Hoje, com a semana no início, quero começar escrevendo mais um pouquinho sobre bullying, na tentativa de despertar em mais pessoas a vontade de ajudar a vencer essa prática e de abrir os olhos de quem ainda não percebe quando se vê com o problema a sua volta. Apesar da descrição simples – uma discriminação, feita por alguns cidadãos contra uma única pessoa – não se trata de mero probleminha. Bulling pode ser um mal que se carregará durante um período da vida muitíssimo grande.

Quando alguém diz que você está gorda, uma baleia, que seu cabelo está feio, você irá rapidamente ao espelho para conferir ou se arrumar. Agora, pense bem: imagine duas, três, dez pessoas, todo o dia, todo o tempo, falando mal do seu cabelo, de seu corpo e diversas outras coisas que você não tem culpa por ter ou não. Isso seria insuportável e os causadores, infelizmente, tratados por alguns como heróis.

Esses agressores criam apelidos como “baleia”, “quatro olhos”, “vareta”, “mongol” e muitos outros. Também usam de atitudes como chutes, empurrões e puxões de cabelo com alunos dedicados, que geralmente sofrem  represalias por parte de alguns “colegas”. Em geral, não por características físicas mas pelas intelectuais. São comportamentos típicos de alunos em sala de aula. Brincadeiras próprias da idade? Não. São atos agressivos, intencionais e repetitivos, que ocorrem sem motivação evidente e que caracterizam o chamado fenômeno bullying.

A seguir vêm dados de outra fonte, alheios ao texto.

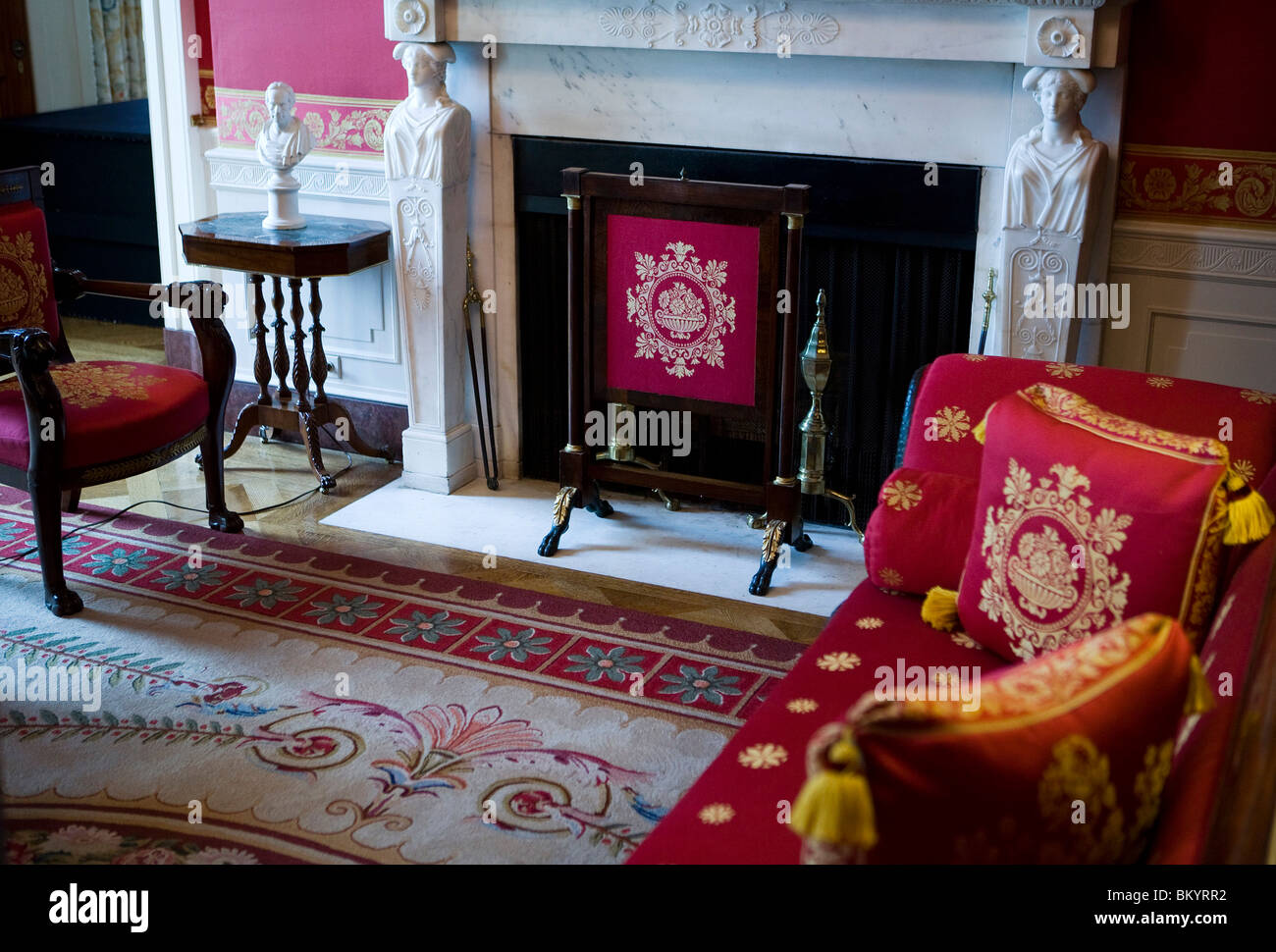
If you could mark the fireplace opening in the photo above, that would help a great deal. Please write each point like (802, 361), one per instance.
(891, 242)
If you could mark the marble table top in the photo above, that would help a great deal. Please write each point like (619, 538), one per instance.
(326, 245)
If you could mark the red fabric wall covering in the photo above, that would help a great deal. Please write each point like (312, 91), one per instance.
(1198, 96)
(207, 90)
(319, 47)
(332, 52)
(1200, 75)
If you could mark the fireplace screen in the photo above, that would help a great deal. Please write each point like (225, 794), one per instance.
(681, 308)
(894, 257)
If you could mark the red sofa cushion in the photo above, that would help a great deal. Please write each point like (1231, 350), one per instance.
(1003, 772)
(26, 271)
(114, 410)
(1084, 518)
(920, 530)
(1202, 742)
(958, 388)
(738, 811)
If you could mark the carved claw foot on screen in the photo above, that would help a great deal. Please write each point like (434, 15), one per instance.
(771, 543)
(561, 517)
(599, 505)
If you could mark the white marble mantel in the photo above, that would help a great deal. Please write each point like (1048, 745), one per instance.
(924, 80)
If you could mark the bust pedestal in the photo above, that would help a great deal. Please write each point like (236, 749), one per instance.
(282, 207)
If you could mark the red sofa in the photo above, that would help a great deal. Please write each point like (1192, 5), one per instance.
(1217, 803)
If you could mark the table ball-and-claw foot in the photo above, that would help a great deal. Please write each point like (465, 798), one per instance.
(561, 518)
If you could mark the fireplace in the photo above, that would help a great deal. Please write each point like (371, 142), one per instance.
(864, 100)
(894, 255)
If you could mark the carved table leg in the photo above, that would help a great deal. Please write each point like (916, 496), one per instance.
(262, 365)
(318, 359)
(771, 543)
(561, 517)
(300, 372)
(281, 349)
(310, 437)
(249, 417)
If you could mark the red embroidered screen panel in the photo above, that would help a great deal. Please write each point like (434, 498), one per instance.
(683, 308)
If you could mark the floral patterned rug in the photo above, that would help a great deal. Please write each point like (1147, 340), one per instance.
(315, 707)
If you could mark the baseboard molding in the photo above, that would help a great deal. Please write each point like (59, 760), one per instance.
(379, 424)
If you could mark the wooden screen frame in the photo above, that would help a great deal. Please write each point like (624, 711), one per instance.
(778, 213)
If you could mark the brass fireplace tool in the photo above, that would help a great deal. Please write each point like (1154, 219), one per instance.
(816, 366)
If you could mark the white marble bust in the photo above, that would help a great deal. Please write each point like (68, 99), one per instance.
(428, 134)
(285, 140)
(1054, 171)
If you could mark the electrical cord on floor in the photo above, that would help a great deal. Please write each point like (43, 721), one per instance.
(349, 464)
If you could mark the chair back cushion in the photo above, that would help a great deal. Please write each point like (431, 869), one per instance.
(1085, 518)
(958, 388)
(26, 270)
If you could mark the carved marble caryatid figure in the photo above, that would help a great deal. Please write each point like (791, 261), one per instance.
(428, 134)
(428, 175)
(284, 141)
(1051, 170)
(1054, 175)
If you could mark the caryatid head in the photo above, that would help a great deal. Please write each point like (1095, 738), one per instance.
(1059, 92)
(426, 67)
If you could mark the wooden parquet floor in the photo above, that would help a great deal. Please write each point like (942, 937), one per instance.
(260, 475)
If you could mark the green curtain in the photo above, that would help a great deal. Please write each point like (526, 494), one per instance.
(119, 62)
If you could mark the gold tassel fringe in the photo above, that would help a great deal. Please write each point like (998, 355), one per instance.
(939, 608)
(834, 806)
(1199, 697)
(1249, 518)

O que tem me assustado muito é o resultado de estudos mundiais revelando que, de 5% a 35% dos alunos estão envolvidos nesse tipo de comportamento. Mais assustador ainda, são os números em nosso país, quando alguns estudos demonstram que esses índices chegam a 49%. O fenômeno acontece nos seus diversos aspectos: escolar, familiar, social, cultural, ético, legal e saúde.

Com os avanços da tecnologia, esse constrangimento saiu das escolas (onde era um lugar comum) e ganhou força na internet.  A nova prática recebeu o nome de “Cyberbulling” e se apossou dos blogs, Orkut, Msn, etc. O agressor nesse caso, muitas vezes escondido atrás de um apelido, dissemina sua raiva e felicidade enviando mensagens ofensivas a outras pessoas. Em muitos casos, ele exibe fotos comprometedoras, altera o perfil das vítimas e incita terceiros a reforçar o ataque. O único propósito é a humilhação da vítima e isolamento daquele que é considerado mais fraco ou diferente.

Não é interessante responder às provocações, pois é exatamente isso que ele quer. Não se deve manter segredo da ofensa, intimidando-se.  A vítima deve refletir e se questionar sobre os próprios complexos, aprendendo a lidar com eles. Buscar ajuda na família e nos profissionais da escola (ou do local onde a prática está acontecendo) pode fazer toda a diferença.

Pra terminar, cabe lembrar que bulling não é nada bom. Se você conhece alguém que sofre com isso, ajude-o. Pois você se beneficiará com uma nova amizade, além de ajudar o próximo.

NÃO PERCAM!  Amanhã, 12 de abril, às 12h30, no Programa da Valéria Magalhães – Toque Feminino, Quadro Sopa de Letrinhas – falaremos novamente sobre Bullying. (Rádio Catedral FM 102,3)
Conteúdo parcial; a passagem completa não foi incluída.